If you’ve ever gotten a sudden toothache while flying, only to have the toothache totally disappear when you land, you may be wondering what happened. Was it all in your head? Can flying really cause a toothache? Find out why you may get toothaches when you fly!
First of all, yes. Flying on an airplane can cause a toothache. How? Well, the answer lies in the pressure change caused by flying on an airplane. Most planes fly at nearly 40,000 feet in the air. The air at this height is too thin for us to breathe properly, which is why airplanes are pressurized.
However, airplanes do not have the same air pressure that is normal at sea level. The cabin is pressurized to the equivalent of about 6,000-8,000 feet of height. As we rise from sea level and the cabin pressure changes, air expands slightly. This is why your ears “pop” as the air inside escapes, and the pressure equalizes.
This is also why you may get a toothache on a plane. If you have a hole in your tooth from a cavity and air is stuck in it, it will try to expand as the plane rises. The same thing can happen if you have a filling or crown that has a gap where air can get trapped.

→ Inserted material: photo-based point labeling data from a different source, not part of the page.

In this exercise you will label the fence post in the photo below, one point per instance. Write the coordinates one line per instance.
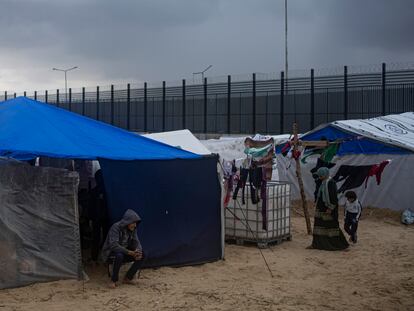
(112, 104)
(383, 88)
(228, 104)
(145, 107)
(184, 103)
(70, 99)
(346, 108)
(97, 103)
(83, 101)
(129, 106)
(312, 98)
(254, 102)
(282, 102)
(163, 105)
(205, 105)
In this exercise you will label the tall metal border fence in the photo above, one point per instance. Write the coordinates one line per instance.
(263, 103)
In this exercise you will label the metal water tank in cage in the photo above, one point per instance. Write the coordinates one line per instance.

As the plane rises, this pressure will continue to build, and it could press down on the nerves below your tooth. In turn, this causes a toothache.
Yes, flying can cause a toothache. However, healthy teeth will not ache when you fly, because there is no air trapped inside them. A toothache on a plane means that there is something wrong with your tooth or dental work. Your filling or crown may be loose, causing an air gap, or you might have an untreated cavity
Either way, you should get help from a dentist right away. Failing to get treatment for a cavity may lead to a tooth infection, and if your dental work is failing or old, this can also cause complications beyond toothaches while flying. Restoring your tooth with a new crown or filling is the best way to eliminate air pockets and prevent toothaches while flying!
Got a plane to catch tomorrow morning? Don’t have time to see Dr. Lisa Skutak for treatment? You can take medicine like ibuprofen and use a topical pain reliever like Orajel to get some relief if your tooth starts to hurt while you fly.
But remember, this is a temporary solution. You need to have your tooth treated as soon as possible to prevent further decay or complications. See Dr. Skutak as soon as you can after your trip!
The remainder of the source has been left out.